Onu nasıl tanıdım. 1972 yıllarıydı. İzmit İmam Hatip Lisesinde okuyorduk. Okulun ilk öğrencileri ve tek son sınıfıydı. Miyasoğlu’nun tabiriyle başarıya adanmış 35 kişiydik. Ali Nar Meslek dersi hocamızdı ama edebiyat dersine de giriyordu. Geniş kültür ve engin bilgisiyle bizi aydınlatıyor farklı bir öğretmen profili çiziyordu. Birkaç ay geçmedi ki edebiyat derslerine yeni atanan bir öğretmenin geleceği duyurdu. İşi ehline devrediyoruz dedi. Gelen öğretmenin Necip Fazıl’ın Büyük Doğu ekoluna bağlı olduğunu, O’nun derslerinin bize çok yararlı olacağını vurguluyordu.
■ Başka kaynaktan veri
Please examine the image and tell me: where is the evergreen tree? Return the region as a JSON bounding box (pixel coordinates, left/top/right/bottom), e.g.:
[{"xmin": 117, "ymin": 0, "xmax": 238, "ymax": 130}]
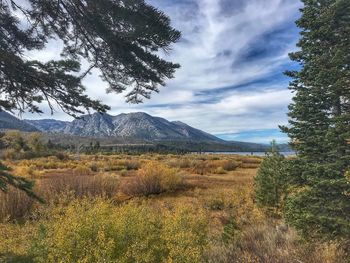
[
  {"xmin": 282, "ymin": 0, "xmax": 350, "ymax": 238},
  {"xmin": 0, "ymin": 0, "xmax": 180, "ymax": 116},
  {"xmin": 0, "ymin": 0, "xmax": 180, "ymax": 197},
  {"xmin": 254, "ymin": 141, "xmax": 286, "ymax": 215}
]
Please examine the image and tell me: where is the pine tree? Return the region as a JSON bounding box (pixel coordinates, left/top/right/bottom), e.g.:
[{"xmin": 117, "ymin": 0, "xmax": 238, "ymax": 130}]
[
  {"xmin": 254, "ymin": 141, "xmax": 286, "ymax": 216},
  {"xmin": 282, "ymin": 0, "xmax": 350, "ymax": 238},
  {"xmin": 0, "ymin": 0, "xmax": 180, "ymax": 197},
  {"xmin": 0, "ymin": 0, "xmax": 180, "ymax": 116}
]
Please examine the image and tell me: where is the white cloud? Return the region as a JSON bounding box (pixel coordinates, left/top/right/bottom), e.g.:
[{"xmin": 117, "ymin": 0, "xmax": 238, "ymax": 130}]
[{"xmin": 21, "ymin": 0, "xmax": 300, "ymax": 142}]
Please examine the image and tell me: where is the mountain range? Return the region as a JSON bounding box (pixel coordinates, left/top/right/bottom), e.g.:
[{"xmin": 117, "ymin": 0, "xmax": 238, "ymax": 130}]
[
  {"xmin": 25, "ymin": 112, "xmax": 222, "ymax": 142},
  {"xmin": 0, "ymin": 111, "xmax": 39, "ymax": 132},
  {"xmin": 0, "ymin": 111, "xmax": 289, "ymax": 152}
]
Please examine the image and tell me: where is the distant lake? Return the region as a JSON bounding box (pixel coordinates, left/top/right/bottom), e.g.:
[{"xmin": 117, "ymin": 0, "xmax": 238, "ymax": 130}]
[{"xmin": 194, "ymin": 152, "xmax": 295, "ymax": 156}]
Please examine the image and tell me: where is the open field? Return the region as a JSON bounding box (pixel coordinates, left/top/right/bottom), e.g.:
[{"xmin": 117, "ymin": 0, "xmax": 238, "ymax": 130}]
[{"xmin": 0, "ymin": 154, "xmax": 347, "ymax": 263}]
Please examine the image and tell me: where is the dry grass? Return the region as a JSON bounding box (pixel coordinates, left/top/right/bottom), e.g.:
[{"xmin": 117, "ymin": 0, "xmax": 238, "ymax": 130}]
[
  {"xmin": 121, "ymin": 162, "xmax": 183, "ymax": 196},
  {"xmin": 0, "ymin": 154, "xmax": 349, "ymax": 263}
]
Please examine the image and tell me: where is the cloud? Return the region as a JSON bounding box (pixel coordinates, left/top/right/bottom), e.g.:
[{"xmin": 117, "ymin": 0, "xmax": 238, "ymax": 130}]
[{"xmin": 21, "ymin": 0, "xmax": 301, "ymax": 144}]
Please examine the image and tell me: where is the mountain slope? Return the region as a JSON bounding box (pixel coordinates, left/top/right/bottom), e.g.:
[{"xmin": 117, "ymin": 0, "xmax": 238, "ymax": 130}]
[
  {"xmin": 27, "ymin": 112, "xmax": 222, "ymax": 142},
  {"xmin": 24, "ymin": 119, "xmax": 70, "ymax": 132},
  {"xmin": 64, "ymin": 112, "xmax": 221, "ymax": 141},
  {"xmin": 0, "ymin": 111, "xmax": 39, "ymax": 132}
]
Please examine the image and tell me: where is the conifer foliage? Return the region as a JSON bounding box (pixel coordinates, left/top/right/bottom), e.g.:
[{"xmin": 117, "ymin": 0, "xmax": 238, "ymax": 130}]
[
  {"xmin": 0, "ymin": 0, "xmax": 180, "ymax": 116},
  {"xmin": 282, "ymin": 0, "xmax": 350, "ymax": 238}
]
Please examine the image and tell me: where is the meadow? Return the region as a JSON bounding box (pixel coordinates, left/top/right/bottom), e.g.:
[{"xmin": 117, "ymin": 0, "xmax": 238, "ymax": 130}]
[{"xmin": 0, "ymin": 154, "xmax": 349, "ymax": 263}]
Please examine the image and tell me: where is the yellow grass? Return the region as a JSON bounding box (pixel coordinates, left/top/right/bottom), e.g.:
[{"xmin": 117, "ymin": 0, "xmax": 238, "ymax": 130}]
[{"xmin": 0, "ymin": 154, "xmax": 347, "ymax": 263}]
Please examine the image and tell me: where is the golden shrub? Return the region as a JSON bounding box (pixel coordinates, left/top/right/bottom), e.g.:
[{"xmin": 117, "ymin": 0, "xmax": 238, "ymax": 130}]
[
  {"xmin": 122, "ymin": 162, "xmax": 183, "ymax": 196},
  {"xmin": 32, "ymin": 199, "xmax": 207, "ymax": 263}
]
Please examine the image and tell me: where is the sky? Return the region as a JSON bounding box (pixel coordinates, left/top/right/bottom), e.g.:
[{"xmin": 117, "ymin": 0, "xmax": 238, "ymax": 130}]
[{"xmin": 23, "ymin": 0, "xmax": 301, "ymax": 143}]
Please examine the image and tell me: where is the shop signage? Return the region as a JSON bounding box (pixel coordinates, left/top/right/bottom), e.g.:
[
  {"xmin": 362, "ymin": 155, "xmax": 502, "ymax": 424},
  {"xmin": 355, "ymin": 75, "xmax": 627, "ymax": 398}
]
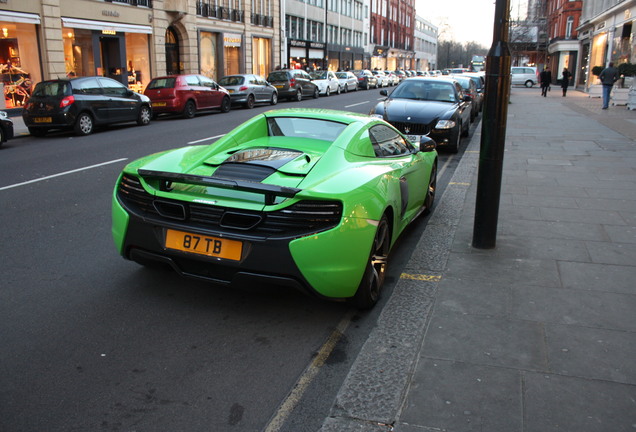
[
  {"xmin": 289, "ymin": 39, "xmax": 326, "ymax": 49},
  {"xmin": 102, "ymin": 10, "xmax": 119, "ymax": 18},
  {"xmin": 223, "ymin": 33, "xmax": 242, "ymax": 47}
]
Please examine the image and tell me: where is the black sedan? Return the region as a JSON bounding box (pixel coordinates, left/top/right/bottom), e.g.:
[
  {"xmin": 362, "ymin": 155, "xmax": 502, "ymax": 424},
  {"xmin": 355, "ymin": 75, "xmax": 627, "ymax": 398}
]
[
  {"xmin": 370, "ymin": 77, "xmax": 472, "ymax": 153},
  {"xmin": 22, "ymin": 76, "xmax": 152, "ymax": 136}
]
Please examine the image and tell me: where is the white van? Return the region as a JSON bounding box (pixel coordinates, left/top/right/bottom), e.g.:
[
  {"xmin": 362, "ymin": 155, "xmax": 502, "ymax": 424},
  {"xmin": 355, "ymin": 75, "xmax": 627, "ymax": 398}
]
[{"xmin": 510, "ymin": 66, "xmax": 539, "ymax": 87}]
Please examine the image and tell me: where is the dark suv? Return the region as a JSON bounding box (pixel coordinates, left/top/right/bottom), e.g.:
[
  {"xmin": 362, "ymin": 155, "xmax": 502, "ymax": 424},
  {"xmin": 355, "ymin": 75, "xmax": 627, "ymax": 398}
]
[
  {"xmin": 267, "ymin": 69, "xmax": 320, "ymax": 101},
  {"xmin": 352, "ymin": 69, "xmax": 378, "ymax": 90},
  {"xmin": 22, "ymin": 76, "xmax": 152, "ymax": 136}
]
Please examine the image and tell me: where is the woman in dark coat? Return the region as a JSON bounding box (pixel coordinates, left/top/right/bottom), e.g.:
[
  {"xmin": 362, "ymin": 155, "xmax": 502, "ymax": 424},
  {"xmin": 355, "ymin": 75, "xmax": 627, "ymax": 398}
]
[{"xmin": 561, "ymin": 68, "xmax": 572, "ymax": 97}]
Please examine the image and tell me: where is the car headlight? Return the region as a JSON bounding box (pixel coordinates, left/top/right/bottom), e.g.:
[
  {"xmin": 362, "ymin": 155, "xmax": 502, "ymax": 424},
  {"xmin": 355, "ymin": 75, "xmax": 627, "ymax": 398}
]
[{"xmin": 435, "ymin": 120, "xmax": 455, "ymax": 129}]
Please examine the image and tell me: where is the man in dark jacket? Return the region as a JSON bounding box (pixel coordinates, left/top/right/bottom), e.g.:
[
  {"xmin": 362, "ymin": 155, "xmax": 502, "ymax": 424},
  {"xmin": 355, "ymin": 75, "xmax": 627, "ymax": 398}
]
[
  {"xmin": 598, "ymin": 62, "xmax": 618, "ymax": 109},
  {"xmin": 539, "ymin": 66, "xmax": 552, "ymax": 97}
]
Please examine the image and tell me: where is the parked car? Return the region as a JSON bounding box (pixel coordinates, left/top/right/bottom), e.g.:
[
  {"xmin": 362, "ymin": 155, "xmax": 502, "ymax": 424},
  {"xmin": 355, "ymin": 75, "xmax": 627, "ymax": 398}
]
[
  {"xmin": 384, "ymin": 71, "xmax": 400, "ymax": 87},
  {"xmin": 371, "ymin": 70, "xmax": 389, "ymax": 87},
  {"xmin": 353, "ymin": 69, "xmax": 378, "ymax": 90},
  {"xmin": 0, "ymin": 111, "xmax": 13, "ymax": 146},
  {"xmin": 219, "ymin": 74, "xmax": 278, "ymax": 109},
  {"xmin": 510, "ymin": 66, "xmax": 539, "ymax": 87},
  {"xmin": 309, "ymin": 70, "xmax": 340, "ymax": 96},
  {"xmin": 370, "ymin": 77, "xmax": 472, "ymax": 153},
  {"xmin": 450, "ymin": 74, "xmax": 481, "ymax": 122},
  {"xmin": 112, "ymin": 108, "xmax": 437, "ymax": 309},
  {"xmin": 22, "ymin": 76, "xmax": 152, "ymax": 136},
  {"xmin": 267, "ymin": 69, "xmax": 320, "ymax": 102},
  {"xmin": 144, "ymin": 74, "xmax": 232, "ymax": 118},
  {"xmin": 336, "ymin": 71, "xmax": 358, "ymax": 93}
]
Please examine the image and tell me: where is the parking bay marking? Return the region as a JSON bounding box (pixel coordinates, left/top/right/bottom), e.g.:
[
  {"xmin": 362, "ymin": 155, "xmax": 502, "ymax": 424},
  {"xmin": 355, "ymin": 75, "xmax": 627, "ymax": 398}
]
[
  {"xmin": 0, "ymin": 158, "xmax": 128, "ymax": 191},
  {"xmin": 265, "ymin": 309, "xmax": 356, "ymax": 432}
]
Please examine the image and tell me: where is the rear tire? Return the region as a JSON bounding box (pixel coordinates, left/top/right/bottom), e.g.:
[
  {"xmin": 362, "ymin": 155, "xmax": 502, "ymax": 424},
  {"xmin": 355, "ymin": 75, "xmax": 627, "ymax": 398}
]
[
  {"xmin": 74, "ymin": 113, "xmax": 95, "ymax": 136},
  {"xmin": 350, "ymin": 215, "xmax": 391, "ymax": 309}
]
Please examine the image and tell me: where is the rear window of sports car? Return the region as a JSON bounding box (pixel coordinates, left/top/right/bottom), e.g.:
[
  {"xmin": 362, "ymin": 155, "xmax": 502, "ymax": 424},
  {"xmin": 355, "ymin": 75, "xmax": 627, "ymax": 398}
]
[{"xmin": 267, "ymin": 117, "xmax": 347, "ymax": 142}]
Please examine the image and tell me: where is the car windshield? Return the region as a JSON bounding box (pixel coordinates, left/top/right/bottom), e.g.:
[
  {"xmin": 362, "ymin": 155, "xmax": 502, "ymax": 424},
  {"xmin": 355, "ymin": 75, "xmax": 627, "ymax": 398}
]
[
  {"xmin": 391, "ymin": 80, "xmax": 457, "ymax": 102},
  {"xmin": 267, "ymin": 117, "xmax": 347, "ymax": 142},
  {"xmin": 219, "ymin": 76, "xmax": 245, "ymax": 86},
  {"xmin": 309, "ymin": 71, "xmax": 327, "ymax": 79},
  {"xmin": 33, "ymin": 81, "xmax": 69, "ymax": 97},
  {"xmin": 147, "ymin": 78, "xmax": 175, "ymax": 90}
]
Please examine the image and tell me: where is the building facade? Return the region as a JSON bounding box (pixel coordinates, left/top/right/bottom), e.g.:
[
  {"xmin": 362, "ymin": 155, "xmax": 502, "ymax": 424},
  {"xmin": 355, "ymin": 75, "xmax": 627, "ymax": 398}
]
[
  {"xmin": 0, "ymin": 0, "xmax": 280, "ymax": 108},
  {"xmin": 547, "ymin": 0, "xmax": 582, "ymax": 82},
  {"xmin": 413, "ymin": 15, "xmax": 439, "ymax": 71},
  {"xmin": 576, "ymin": 0, "xmax": 636, "ymax": 91}
]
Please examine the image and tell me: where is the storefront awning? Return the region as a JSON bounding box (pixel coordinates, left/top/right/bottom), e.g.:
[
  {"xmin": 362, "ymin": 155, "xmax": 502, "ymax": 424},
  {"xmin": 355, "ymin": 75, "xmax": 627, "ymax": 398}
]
[
  {"xmin": 62, "ymin": 17, "xmax": 152, "ymax": 34},
  {"xmin": 0, "ymin": 11, "xmax": 40, "ymax": 24}
]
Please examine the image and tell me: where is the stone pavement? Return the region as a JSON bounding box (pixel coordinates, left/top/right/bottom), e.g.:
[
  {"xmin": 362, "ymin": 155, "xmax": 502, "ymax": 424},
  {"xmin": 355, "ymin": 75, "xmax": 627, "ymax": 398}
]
[{"xmin": 321, "ymin": 88, "xmax": 636, "ymax": 432}]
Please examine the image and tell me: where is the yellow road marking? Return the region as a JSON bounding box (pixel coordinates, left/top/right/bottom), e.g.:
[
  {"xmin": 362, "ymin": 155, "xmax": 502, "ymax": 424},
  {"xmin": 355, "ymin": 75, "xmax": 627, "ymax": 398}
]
[{"xmin": 400, "ymin": 273, "xmax": 442, "ymax": 282}]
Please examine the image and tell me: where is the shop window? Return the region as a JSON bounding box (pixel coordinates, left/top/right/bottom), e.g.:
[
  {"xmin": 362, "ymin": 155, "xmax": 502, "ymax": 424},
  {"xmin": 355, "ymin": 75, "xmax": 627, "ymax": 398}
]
[{"xmin": 0, "ymin": 22, "xmax": 42, "ymax": 108}]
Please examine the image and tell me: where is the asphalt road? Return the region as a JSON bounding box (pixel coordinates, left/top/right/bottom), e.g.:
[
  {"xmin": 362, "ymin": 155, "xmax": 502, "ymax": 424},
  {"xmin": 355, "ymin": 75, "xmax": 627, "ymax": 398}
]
[{"xmin": 0, "ymin": 90, "xmax": 474, "ymax": 432}]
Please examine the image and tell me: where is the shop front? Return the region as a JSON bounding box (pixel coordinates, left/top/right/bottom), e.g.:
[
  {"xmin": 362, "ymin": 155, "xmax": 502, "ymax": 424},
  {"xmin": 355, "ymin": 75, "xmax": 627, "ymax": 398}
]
[
  {"xmin": 62, "ymin": 17, "xmax": 152, "ymax": 92},
  {"xmin": 0, "ymin": 11, "xmax": 42, "ymax": 108},
  {"xmin": 287, "ymin": 39, "xmax": 329, "ymax": 70}
]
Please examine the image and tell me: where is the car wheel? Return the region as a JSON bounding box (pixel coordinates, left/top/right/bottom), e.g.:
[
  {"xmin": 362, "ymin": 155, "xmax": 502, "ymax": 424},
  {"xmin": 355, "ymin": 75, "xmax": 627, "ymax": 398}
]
[
  {"xmin": 183, "ymin": 100, "xmax": 197, "ymax": 118},
  {"xmin": 221, "ymin": 96, "xmax": 232, "ymax": 113},
  {"xmin": 137, "ymin": 105, "xmax": 152, "ymax": 126},
  {"xmin": 351, "ymin": 215, "xmax": 391, "ymax": 309},
  {"xmin": 75, "ymin": 113, "xmax": 94, "ymax": 135},
  {"xmin": 28, "ymin": 128, "xmax": 49, "ymax": 137},
  {"xmin": 245, "ymin": 95, "xmax": 254, "ymax": 109},
  {"xmin": 424, "ymin": 161, "xmax": 437, "ymax": 214}
]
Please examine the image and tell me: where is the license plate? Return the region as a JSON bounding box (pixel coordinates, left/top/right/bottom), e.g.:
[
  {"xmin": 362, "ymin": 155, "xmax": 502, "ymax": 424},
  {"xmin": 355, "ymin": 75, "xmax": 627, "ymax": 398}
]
[{"xmin": 166, "ymin": 229, "xmax": 243, "ymax": 261}]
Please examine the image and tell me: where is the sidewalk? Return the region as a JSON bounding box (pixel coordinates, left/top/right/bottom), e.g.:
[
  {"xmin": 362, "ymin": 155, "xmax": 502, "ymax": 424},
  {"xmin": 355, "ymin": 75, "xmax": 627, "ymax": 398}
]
[{"xmin": 321, "ymin": 88, "xmax": 636, "ymax": 432}]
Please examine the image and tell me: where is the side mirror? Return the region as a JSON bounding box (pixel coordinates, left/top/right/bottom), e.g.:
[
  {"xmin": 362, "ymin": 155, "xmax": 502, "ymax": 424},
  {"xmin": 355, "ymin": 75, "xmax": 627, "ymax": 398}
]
[{"xmin": 420, "ymin": 136, "xmax": 437, "ymax": 152}]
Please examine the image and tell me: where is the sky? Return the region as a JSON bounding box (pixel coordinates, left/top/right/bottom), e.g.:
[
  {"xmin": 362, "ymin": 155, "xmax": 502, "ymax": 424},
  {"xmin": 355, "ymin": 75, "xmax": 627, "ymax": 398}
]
[{"xmin": 415, "ymin": 0, "xmax": 527, "ymax": 48}]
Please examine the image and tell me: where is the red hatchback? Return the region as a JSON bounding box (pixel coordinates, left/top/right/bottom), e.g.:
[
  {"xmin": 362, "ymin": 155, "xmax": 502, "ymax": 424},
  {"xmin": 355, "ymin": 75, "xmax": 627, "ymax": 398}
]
[{"xmin": 144, "ymin": 74, "xmax": 232, "ymax": 118}]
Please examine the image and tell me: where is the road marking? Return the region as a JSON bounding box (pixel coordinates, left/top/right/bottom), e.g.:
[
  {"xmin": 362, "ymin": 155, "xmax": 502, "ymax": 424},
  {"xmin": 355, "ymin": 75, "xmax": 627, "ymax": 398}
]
[
  {"xmin": 265, "ymin": 309, "xmax": 356, "ymax": 432},
  {"xmin": 0, "ymin": 158, "xmax": 128, "ymax": 190},
  {"xmin": 188, "ymin": 134, "xmax": 225, "ymax": 144},
  {"xmin": 400, "ymin": 273, "xmax": 442, "ymax": 282},
  {"xmin": 345, "ymin": 101, "xmax": 369, "ymax": 108}
]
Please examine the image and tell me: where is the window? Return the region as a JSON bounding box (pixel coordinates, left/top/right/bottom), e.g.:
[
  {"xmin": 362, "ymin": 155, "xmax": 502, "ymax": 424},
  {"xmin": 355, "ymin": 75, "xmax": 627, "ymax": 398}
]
[{"xmin": 369, "ymin": 125, "xmax": 414, "ymax": 157}]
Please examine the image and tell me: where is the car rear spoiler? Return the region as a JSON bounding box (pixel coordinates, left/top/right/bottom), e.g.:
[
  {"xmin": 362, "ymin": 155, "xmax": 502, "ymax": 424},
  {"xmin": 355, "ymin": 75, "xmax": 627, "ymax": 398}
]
[{"xmin": 137, "ymin": 169, "xmax": 302, "ymax": 205}]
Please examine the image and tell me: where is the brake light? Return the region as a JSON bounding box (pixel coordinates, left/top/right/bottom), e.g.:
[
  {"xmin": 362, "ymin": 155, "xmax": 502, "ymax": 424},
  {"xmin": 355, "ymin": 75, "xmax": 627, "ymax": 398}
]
[{"xmin": 60, "ymin": 95, "xmax": 75, "ymax": 108}]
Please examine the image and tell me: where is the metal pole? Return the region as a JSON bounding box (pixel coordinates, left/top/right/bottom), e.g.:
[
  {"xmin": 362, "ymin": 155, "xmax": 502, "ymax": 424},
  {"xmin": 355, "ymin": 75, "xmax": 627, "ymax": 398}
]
[{"xmin": 473, "ymin": 0, "xmax": 510, "ymax": 249}]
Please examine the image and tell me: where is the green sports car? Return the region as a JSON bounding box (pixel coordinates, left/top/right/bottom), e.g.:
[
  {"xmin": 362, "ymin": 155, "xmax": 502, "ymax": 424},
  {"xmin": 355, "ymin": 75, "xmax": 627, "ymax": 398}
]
[{"xmin": 112, "ymin": 109, "xmax": 437, "ymax": 309}]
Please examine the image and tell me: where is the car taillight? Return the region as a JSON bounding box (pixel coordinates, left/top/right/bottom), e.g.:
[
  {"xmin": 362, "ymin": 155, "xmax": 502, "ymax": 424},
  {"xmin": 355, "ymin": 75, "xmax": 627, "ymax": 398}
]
[{"xmin": 60, "ymin": 95, "xmax": 75, "ymax": 108}]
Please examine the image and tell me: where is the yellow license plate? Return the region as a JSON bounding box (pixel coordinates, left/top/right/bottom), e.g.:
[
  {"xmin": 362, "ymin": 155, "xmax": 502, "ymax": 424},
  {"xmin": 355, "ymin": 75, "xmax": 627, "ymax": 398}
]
[{"xmin": 166, "ymin": 229, "xmax": 243, "ymax": 261}]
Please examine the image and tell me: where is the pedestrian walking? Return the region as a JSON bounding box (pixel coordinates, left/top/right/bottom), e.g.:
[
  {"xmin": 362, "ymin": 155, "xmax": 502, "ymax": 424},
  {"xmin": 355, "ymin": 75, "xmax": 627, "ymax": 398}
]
[
  {"xmin": 561, "ymin": 68, "xmax": 572, "ymax": 97},
  {"xmin": 598, "ymin": 62, "xmax": 618, "ymax": 109},
  {"xmin": 539, "ymin": 66, "xmax": 552, "ymax": 97}
]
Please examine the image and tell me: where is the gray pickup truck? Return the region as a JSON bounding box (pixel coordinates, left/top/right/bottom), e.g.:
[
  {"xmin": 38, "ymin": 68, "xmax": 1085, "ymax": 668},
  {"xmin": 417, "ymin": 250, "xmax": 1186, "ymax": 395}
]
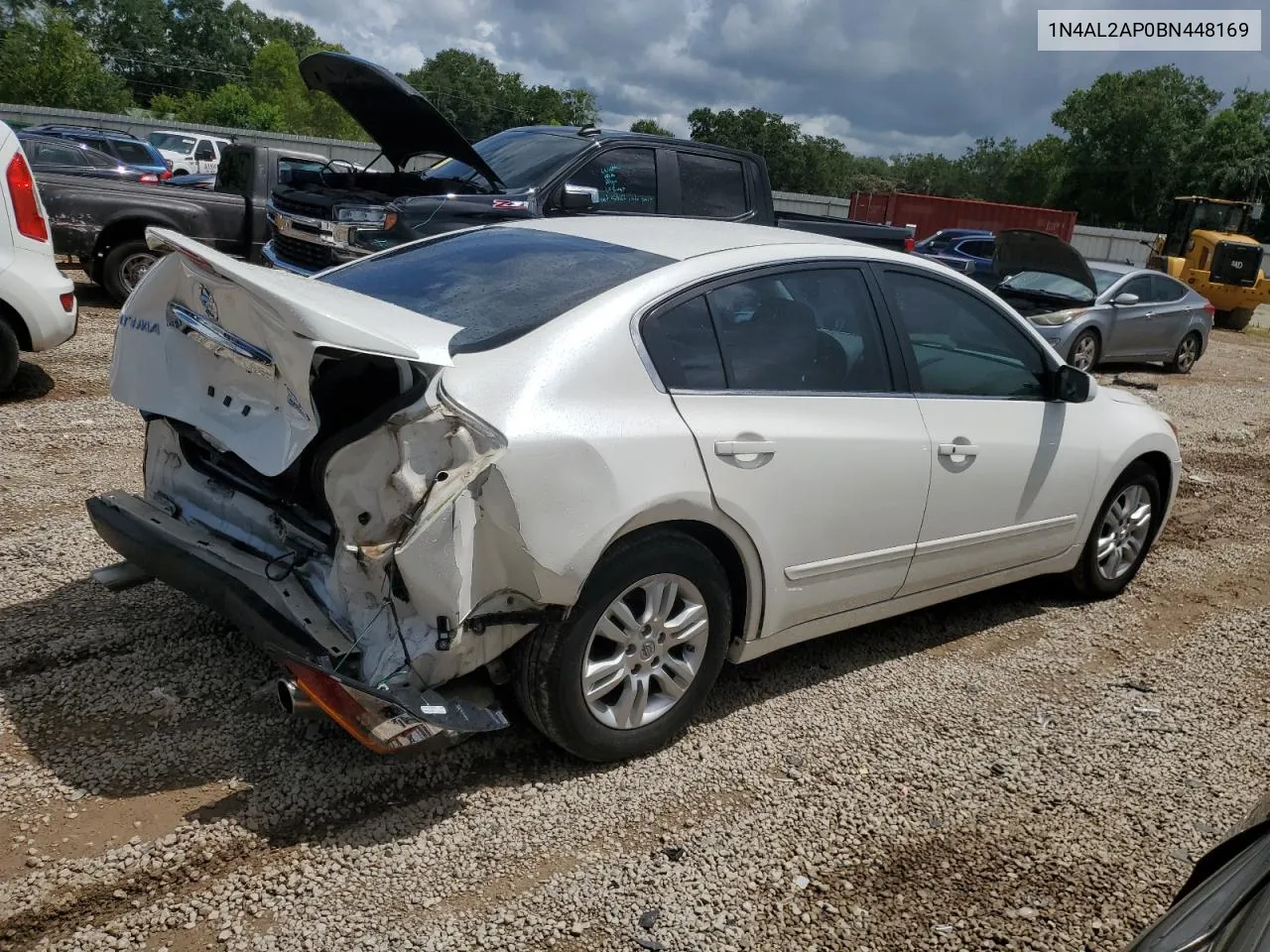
[
  {"xmin": 264, "ymin": 52, "xmax": 913, "ymax": 274},
  {"xmin": 36, "ymin": 144, "xmax": 326, "ymax": 300}
]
Ertesi gün saçları oldukça gür genç bir öğretmen derse girdi. Sınıfın çoğu Urfa gezisine gitmiş, birkaç arkadaş kalmıştık. İlk ders bize M. Akif’i işlemiş Akif’in milliyetçi değil, ümmetçi olduğunu söylemişti. Şaşırmıştık. İlk kez böyle bir bilgiyle karşılaşıyorduk hem de o güne kadar hep karşıt söylemli edebiyat öğretmeni yerine bizden bir edebiyat öğretmeni ile karşılaşıyorduk.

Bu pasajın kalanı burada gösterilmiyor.